Value too large for dtype('float64') sklearn.preprocessing .StandardScaler()

6.8k views Asked by At

When I try to execute this in python:

from sklearn.preprocessing import StandardScaler
sc = StandardScaler()
X_train = sc.fit_transform(X_train)

I get this error:

ValueError: Input contains NaN, infinity or a value too large for dtype('float64')

I know some of the posts have the same title, but most of the time the issue was because the data was a NaN, which is not in my case, as I tried the function below that tells if there is a NaN or infinity number:

import numpy
numpy.isfinite(X_train).all()

where X_train is my float array
( https://docs.scipy.org/doc/numpy-1.10.0/reference/generated/numpy.isfinite.html )

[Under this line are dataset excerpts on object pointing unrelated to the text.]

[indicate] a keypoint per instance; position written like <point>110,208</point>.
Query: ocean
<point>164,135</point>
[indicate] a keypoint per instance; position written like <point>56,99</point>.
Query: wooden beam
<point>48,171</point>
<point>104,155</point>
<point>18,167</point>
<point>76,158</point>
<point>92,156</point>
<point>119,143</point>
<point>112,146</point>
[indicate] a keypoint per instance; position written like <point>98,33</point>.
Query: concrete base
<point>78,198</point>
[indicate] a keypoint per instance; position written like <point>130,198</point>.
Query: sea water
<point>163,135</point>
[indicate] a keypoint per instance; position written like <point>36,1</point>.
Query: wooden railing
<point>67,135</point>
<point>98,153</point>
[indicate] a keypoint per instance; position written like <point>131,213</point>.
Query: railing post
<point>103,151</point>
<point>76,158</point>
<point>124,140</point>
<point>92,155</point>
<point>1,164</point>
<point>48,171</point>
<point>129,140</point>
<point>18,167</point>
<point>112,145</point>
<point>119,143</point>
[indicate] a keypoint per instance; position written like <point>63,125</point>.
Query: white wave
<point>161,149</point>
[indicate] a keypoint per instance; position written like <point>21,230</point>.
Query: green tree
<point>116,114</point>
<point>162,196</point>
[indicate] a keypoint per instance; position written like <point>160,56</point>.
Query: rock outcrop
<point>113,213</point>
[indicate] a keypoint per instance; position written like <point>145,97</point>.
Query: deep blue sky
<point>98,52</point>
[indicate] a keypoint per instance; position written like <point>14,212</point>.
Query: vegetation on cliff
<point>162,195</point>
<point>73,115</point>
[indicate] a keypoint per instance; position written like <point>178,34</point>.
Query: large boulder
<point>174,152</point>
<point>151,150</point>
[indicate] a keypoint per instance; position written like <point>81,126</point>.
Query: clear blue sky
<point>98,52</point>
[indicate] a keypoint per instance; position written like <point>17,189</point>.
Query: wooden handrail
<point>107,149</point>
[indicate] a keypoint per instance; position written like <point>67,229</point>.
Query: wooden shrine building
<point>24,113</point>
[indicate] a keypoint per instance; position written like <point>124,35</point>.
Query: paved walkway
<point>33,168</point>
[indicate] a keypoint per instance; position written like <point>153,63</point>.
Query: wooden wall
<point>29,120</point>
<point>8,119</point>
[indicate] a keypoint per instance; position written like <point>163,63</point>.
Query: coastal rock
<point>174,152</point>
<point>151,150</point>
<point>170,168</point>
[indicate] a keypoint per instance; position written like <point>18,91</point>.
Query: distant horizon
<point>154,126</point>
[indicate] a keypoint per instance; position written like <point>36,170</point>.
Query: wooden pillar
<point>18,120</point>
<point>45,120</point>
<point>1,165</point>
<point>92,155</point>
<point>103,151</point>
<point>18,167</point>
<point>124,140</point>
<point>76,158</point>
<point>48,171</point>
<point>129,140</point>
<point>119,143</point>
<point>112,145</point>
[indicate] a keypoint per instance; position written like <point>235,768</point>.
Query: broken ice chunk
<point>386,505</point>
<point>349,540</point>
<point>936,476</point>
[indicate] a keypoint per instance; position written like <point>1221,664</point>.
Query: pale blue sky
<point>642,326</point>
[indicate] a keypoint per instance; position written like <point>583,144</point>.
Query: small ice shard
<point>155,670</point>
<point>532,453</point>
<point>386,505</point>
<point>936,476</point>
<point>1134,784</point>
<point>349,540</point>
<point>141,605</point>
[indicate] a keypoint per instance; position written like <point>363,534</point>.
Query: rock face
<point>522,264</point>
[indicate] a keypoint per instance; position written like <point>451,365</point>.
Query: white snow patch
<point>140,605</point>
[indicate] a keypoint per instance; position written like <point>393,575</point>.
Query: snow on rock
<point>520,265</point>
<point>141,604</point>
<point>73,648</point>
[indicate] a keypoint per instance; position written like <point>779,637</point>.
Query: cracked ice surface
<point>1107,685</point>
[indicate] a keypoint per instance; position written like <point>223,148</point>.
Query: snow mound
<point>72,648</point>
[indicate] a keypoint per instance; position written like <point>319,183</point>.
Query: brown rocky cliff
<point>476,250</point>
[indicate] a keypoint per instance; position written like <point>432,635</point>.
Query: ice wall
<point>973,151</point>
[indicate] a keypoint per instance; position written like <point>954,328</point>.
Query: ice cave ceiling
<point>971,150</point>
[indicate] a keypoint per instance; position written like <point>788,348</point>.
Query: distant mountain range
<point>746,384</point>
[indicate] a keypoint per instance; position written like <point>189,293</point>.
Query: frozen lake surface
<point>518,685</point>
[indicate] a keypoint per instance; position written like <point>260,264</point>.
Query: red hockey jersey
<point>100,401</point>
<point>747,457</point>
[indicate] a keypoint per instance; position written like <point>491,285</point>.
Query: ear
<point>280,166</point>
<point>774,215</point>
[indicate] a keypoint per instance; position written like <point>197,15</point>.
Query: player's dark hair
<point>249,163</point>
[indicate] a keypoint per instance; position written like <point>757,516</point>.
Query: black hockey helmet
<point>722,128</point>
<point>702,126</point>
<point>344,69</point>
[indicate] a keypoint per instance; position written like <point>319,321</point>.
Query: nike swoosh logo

Here is the kind of data that are in X_train. Maybe the range of these data from around -15 to 4000 is too wide to make a scaling possible?

  4068.725
  4035.808
  4067.000
  4051.697
412761.343
   101.905
  4050.460
  4067.000
   -15.303
     1.099
    52.363
    56.739
    68.997
    72.410
    62.171
  4052.077
  4033.867
    33.385
  4050.690
  4031.547
    19.143
    13.494
    11.298
    43.261
1

There are 1 answers

0
spacycookie On

My bad, I thought

numpy.isfinite(X_train).all()

Should return True if all the value where finite and not NaN, but it's false. Good way to find the sneaky values are too exectute the code below :

numpy.argwhere(numpy.isnan(X_train))

(I found some NaN in my array). Thanks for having correcting my question by the way, user3666197, I am quit a newby here.